Kontraktor dan tenaga kerja lokal enggan melanjutkan proyek di daerah rawan konflik, sehingga pembangunan pun terhambat. Pemerintah pusat menyatakan bahwa aksi sabotase yang dilakukan OPM telah menyebabkan kerugian besar, baik dari sisi anggaran maupun dari aspek waktu.

Tak hanya itu, OPM juga sering memeras masyarakat lokal dengan meminta “uang perjuangan” atau logistik. Jika permintaan mereka ditolak, tak jarang terjadi intimidasi, pemukulan, atau bahkan pembakaran rumah warga.

“Ini bukan perjuangan, ini pemerasan. Mereka merugikan rakyat yang katanya mereka bela,” ujar seorang tokoh adat di Kabupaten Puncak.

Di tengah situasi yang penuh ketidakpastian, banyak tokoh masyarakat dan kepala suku di Papua yang menyerukan agar kelompok OPM menghentikan kekerasan dan kembali ke pangkuan NKRI. Mereka menegaskan bahwa Papua membutuhkan kedamaian dan pembangunan, bukan konflik berkepanjangan.

Kepala suku besar di wilayah Pegunungan Tengah menyampaikan ajakan terbuka kepada para anggota OPM agar meninggalkan perjuangan bersenjata dan bergabung dalam upaya membangun Papua secara damai.

“Cukup sudah air mata dan darah tertumpah. Sekarang waktunya kita bersatu, bangun Papua, dan jaga generasi masa depan,” ujarnya dalam sebuah pertemuan adat.

Pemerintah pun terus mendorong pendekatan persuasif dan dialogis, sembari tetap melakukan penegakan hukum terhadap tindakan kriminal yang mengganggu ketertiban dan keselamatan masyarakat.

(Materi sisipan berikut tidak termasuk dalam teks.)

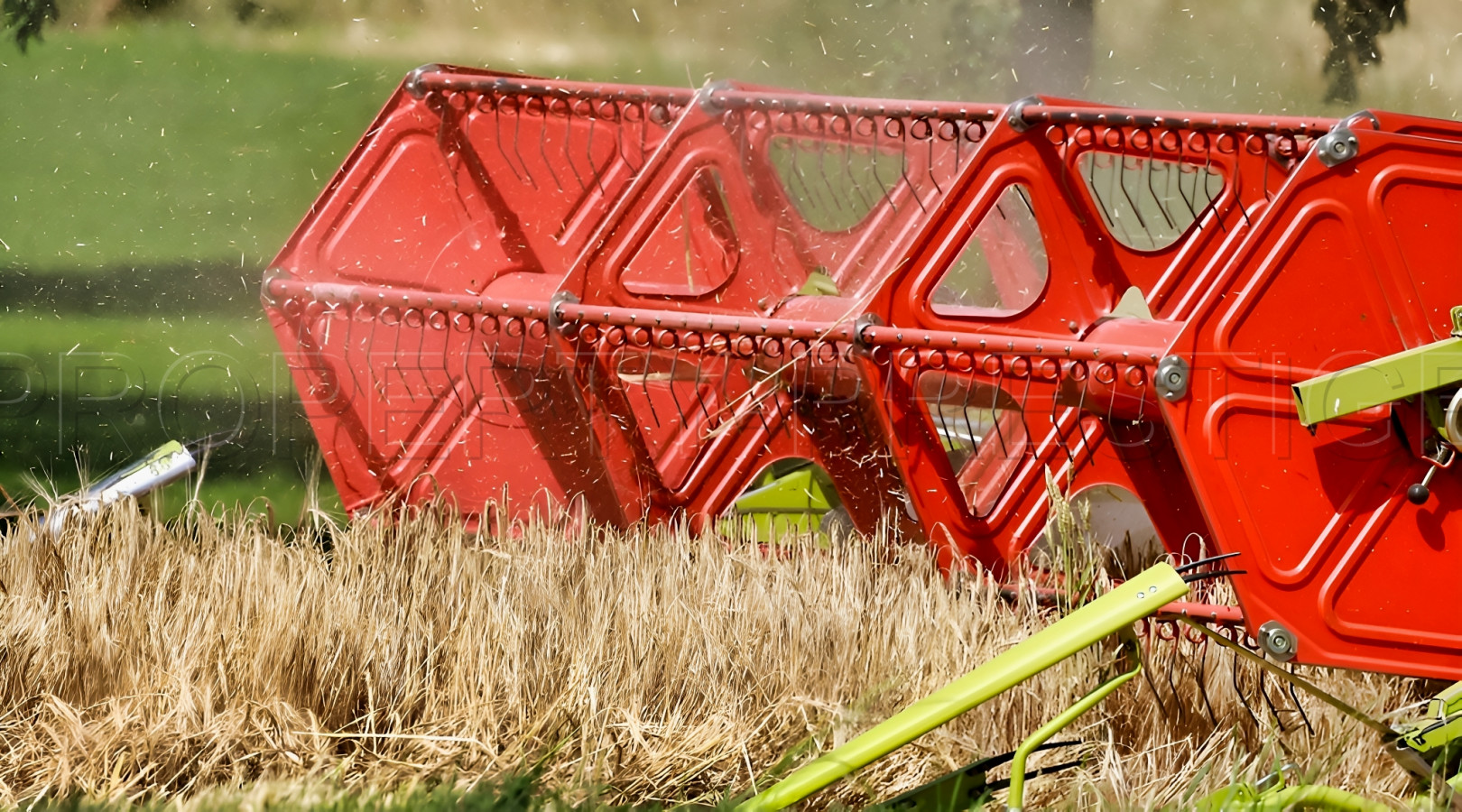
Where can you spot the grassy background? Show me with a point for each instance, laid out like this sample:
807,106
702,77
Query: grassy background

Ulah kelompok OPM yang terus menebar teror di Tanah Papua telah memberikan dampak luas dan mendalam bagi masyarakat lokal. Aksi mereka bukan hanya menghambat pembangunan, tetapi juga menyengsarakan rakyat yang mereka klaim perjuangkan. Kini, suara-suara dari akar rumput semakin kuat: rakyat Papua ingin damai, ingin sejahtera, dan ingin hidup normal tanpa bayang-bayang konflik.

Papua tidak akan pernah benar-benar maju jika kekerasan terus dibiarkan. Saatnya semua pihak menanggalkan senjata, duduk bersama, dan membangun Papua yang adil, aman, dan makmur untuk semua.